With Juha in a state of drunken unconsciousness, Marja packs
her bags and heads off for a new life with a new man.
That
things don't go well for Marja shouldn't surprise anyone
– Kaurismäki regulars will be expecting this from the
opening frame – but it also fits well with the tragic tone
of classic silent melodrama, where the relationship problems
of ordinary folk could be realised on an emotionally epic
scale (see F.W. Murnau's 1927 Sunrise
and King Vidor's 1928 The Crowd for examples
of this at its best). Juha is left lonely and miserable,
while Marja is mortified by the world she has fallen headlong
into. Instead of an idyllic life with her man, she's given
a bed in a crowded house and expected to share company with
a group haggard gangsters' wives who look like they're on
loan from David Lynch.
From
here on the narrative follows a straightforward and for the most
part expected path, as Marja realises just what she has lost
and Juha is taunted into vengeful action. In
this the film is true to its influences, keeping its plot
uncluttered, its morality uncomplicated and painting its
characters in generally broad strokes. Emotions are inevitably
exaggerated, but a neat balance is struck here between silent
movie melodramatics and a toned-down modern naturalism,
which helps steer the film clear of parody and enables us
to care for characters that laughter might otherwise have
kept at a distance. Gestures only become stylised
in the final reel, with fights won with a grab of the lapels
and a hard stare, and a particularly brutal act shown only briefly
in shadow and then shielded from view by a closing door
(the staging of violence just out of frame is a familiar
Kaurismäki touch).
It
shouldn't really work, but it does and sublimely so. The performances
hit just the right note, with Kati Outinen once again taking
deserved centre stage, though as Shemeikka, André
Wilms effectively suggests that beneath his seedy surface
there lies a genuine and potentially dangerous threat. Gorgeously
shot in black and white by Timo Salminen and boasting a
rich and varied score by Anssi Tikanmäki that blends
orchestral sweep with traditional folk tunes and rock 'n'
roll, it captures the feel of the great silent movie dramas
without faking an 'old film' look, presented with modern quality
but as if the technology for synchronised
sound and colour had simply never been developed.
A
final note for movie fans – watch out for the blackboard
located behind the desk of the detective Juha visits.
As
with Volume 1,
the transfer quality is consistently high, the anamorphic
1.85:1 transfers all displaying similarly impressive contrast
and detail levels.
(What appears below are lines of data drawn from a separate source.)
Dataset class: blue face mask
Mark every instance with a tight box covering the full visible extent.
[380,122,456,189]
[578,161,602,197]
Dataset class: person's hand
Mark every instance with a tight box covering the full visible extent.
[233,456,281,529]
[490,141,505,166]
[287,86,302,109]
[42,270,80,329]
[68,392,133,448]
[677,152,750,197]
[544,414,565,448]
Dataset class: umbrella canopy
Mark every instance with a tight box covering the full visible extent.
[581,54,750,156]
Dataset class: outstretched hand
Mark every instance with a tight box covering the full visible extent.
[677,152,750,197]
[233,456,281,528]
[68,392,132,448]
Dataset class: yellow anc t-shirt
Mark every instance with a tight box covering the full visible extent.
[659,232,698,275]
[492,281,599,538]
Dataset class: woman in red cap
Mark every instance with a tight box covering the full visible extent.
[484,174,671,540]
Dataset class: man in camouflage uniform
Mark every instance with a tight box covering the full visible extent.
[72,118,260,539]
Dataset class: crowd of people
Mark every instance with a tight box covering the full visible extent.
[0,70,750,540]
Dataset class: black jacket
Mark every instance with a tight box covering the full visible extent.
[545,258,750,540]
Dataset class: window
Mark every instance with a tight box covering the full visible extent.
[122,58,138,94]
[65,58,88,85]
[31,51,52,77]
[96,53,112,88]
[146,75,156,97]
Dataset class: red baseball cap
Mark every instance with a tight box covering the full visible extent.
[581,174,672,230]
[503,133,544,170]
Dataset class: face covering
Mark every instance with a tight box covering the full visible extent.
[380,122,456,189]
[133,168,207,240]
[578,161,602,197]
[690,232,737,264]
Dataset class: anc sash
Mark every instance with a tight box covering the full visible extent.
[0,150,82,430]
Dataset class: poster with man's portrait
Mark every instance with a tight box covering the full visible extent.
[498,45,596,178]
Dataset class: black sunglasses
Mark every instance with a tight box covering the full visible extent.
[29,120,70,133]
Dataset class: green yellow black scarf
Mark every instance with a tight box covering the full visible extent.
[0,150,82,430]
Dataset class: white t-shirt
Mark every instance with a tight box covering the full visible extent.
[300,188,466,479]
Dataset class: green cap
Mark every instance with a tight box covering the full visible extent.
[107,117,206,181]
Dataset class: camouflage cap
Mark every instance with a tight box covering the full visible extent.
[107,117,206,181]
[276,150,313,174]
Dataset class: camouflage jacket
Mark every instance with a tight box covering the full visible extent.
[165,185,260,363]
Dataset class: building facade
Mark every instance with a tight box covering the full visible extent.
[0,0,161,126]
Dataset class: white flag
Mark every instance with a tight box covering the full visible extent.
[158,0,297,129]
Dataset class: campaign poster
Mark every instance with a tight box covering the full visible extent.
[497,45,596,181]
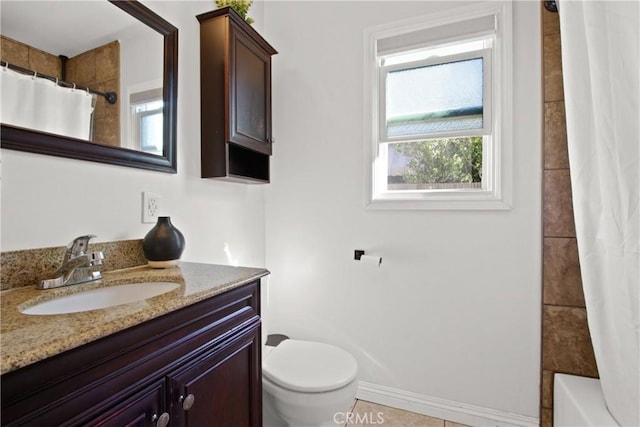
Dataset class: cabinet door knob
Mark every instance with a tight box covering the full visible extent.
[179,394,196,411]
[151,412,171,427]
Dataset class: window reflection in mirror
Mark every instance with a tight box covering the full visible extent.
[0,0,166,155]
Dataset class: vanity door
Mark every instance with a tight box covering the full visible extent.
[84,379,170,427]
[168,323,262,427]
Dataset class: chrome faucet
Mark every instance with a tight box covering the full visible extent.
[36,234,104,289]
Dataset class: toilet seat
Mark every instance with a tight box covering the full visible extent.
[262,339,358,393]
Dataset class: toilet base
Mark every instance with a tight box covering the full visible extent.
[262,378,358,427]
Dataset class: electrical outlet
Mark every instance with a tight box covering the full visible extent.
[142,191,160,224]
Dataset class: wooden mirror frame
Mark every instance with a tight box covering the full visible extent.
[0,0,178,173]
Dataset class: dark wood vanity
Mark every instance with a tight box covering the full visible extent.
[197,7,277,182]
[0,279,262,427]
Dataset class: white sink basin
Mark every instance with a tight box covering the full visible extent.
[20,282,180,315]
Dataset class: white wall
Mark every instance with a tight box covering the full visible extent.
[264,1,541,418]
[1,0,265,266]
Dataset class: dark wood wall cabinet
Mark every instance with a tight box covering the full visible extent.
[1,281,262,427]
[197,7,277,183]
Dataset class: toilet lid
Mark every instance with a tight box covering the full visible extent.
[262,340,358,392]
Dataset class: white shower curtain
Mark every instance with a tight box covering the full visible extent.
[559,0,640,427]
[0,67,94,140]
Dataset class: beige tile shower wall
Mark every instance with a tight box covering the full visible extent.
[540,2,598,427]
[0,35,60,78]
[67,41,121,146]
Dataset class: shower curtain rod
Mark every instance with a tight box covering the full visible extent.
[0,61,118,104]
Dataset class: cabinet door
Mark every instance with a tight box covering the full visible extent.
[169,324,262,427]
[229,26,271,154]
[83,379,169,427]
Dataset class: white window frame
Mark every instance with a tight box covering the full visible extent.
[364,1,513,210]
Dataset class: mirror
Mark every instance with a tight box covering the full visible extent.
[0,0,178,173]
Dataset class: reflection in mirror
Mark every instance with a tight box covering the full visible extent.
[0,0,177,172]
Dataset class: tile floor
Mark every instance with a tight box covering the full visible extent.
[346,400,467,427]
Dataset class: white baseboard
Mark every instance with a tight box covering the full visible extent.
[356,381,540,427]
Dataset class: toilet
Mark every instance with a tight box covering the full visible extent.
[262,339,358,427]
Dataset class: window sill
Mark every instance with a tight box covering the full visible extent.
[366,190,512,211]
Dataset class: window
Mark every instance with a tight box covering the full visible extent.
[129,87,164,155]
[365,2,511,209]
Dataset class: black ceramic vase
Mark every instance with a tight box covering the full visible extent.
[142,216,184,268]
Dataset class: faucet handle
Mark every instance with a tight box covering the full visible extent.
[64,234,96,261]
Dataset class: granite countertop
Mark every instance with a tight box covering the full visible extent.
[0,262,269,374]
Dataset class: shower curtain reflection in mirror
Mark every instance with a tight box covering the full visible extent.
[0,67,96,140]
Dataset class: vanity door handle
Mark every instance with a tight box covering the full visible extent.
[178,393,196,411]
[151,412,171,427]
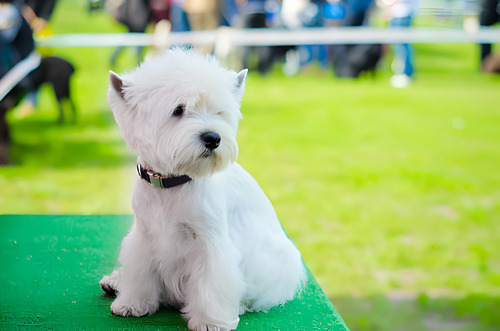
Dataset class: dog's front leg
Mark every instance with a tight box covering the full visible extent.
[182,238,244,330]
[111,225,161,317]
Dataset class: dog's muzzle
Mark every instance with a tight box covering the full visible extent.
[200,131,221,151]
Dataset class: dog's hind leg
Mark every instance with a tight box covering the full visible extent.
[108,225,162,317]
[57,100,64,124]
[181,238,245,330]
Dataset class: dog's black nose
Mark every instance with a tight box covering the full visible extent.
[200,131,220,150]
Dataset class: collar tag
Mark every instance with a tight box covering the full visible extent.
[137,163,191,188]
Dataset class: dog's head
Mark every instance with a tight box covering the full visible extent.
[108,49,247,178]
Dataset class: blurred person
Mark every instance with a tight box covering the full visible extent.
[104,0,151,66]
[332,0,382,78]
[381,0,419,88]
[0,0,41,117]
[236,0,273,75]
[0,1,40,164]
[170,0,190,32]
[184,0,222,54]
[282,0,308,76]
[299,0,327,72]
[479,0,500,72]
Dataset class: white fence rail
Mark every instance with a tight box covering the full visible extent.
[38,27,500,47]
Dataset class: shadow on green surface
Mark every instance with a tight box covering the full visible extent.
[10,111,135,169]
[330,294,500,331]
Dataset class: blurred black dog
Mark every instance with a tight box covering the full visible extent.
[333,44,384,78]
[0,56,76,164]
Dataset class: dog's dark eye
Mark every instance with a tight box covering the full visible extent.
[172,105,186,117]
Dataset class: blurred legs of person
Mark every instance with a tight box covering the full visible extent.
[184,0,222,54]
[479,0,500,68]
[389,16,414,88]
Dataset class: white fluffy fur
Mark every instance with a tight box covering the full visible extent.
[100,50,304,330]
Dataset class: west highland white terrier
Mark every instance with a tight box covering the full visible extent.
[100,49,305,330]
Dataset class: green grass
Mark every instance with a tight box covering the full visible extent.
[0,1,500,330]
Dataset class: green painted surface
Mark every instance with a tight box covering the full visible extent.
[0,215,347,330]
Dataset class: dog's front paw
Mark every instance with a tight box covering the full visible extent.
[99,276,117,297]
[111,298,159,317]
[188,317,240,331]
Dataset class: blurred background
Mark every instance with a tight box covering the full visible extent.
[0,0,500,330]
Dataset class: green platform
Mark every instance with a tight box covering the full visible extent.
[0,215,347,330]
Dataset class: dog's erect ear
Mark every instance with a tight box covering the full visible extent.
[236,69,248,99]
[109,70,124,99]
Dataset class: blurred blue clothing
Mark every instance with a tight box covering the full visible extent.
[342,0,373,26]
[241,0,267,14]
[389,16,413,78]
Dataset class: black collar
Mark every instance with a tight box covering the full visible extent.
[137,163,191,188]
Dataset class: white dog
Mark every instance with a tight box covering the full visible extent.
[100,50,305,330]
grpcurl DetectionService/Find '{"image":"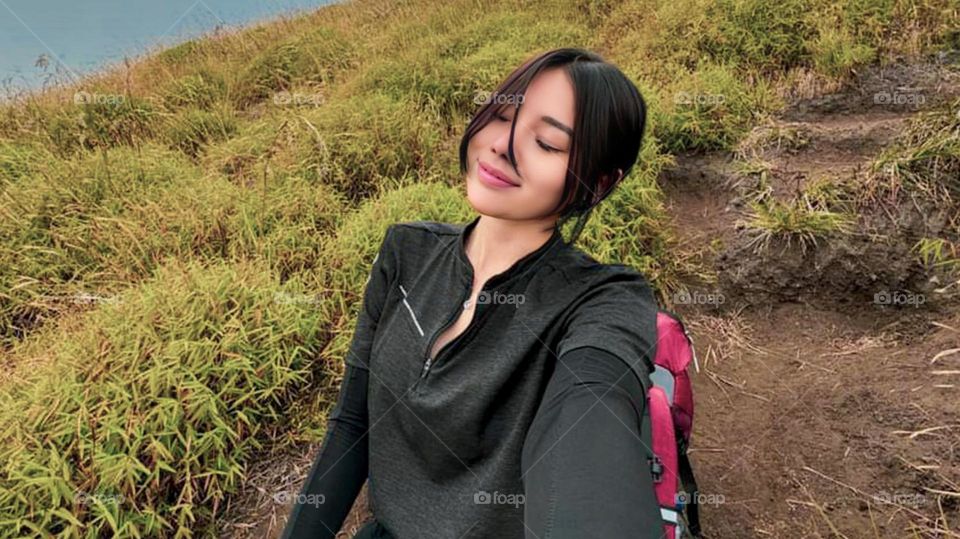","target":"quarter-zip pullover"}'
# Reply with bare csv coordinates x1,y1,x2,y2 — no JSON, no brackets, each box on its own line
284,216,659,539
The black and white beauty of Juha
is particularly well captured, with excellent tonal range
and coal-hole-at-night black levels.
The
Dolby 2.0 stereo tracks on Take Care of Your Scarf,
Tatjana and Drifting Clouds are,
as were the soundtracks on Volume 1, strikingly
clear and well mixed. Juha has the option
of a 5.1 surround track and this is the best of the lot,
a full, rich soundtrack that really does justice to Anssi
Tikanmäki's score.
Once
again, none, and once again a shame.
The
lack of extra features is particularly missed here, as some
background on the language and cultural subtleties of Take
Care of Your Scarf, Tatjana, the original intentions
for Drifting Clouds and the thinking behind
the silent movie approach to Juha would
all have been welcomed. But as with Volume 1 it's the films that are the draw, and they alone are worth
the purchase price, three more gems from the master of cinematic
deadpan, very well presented for DVD. Roll on Volume 3!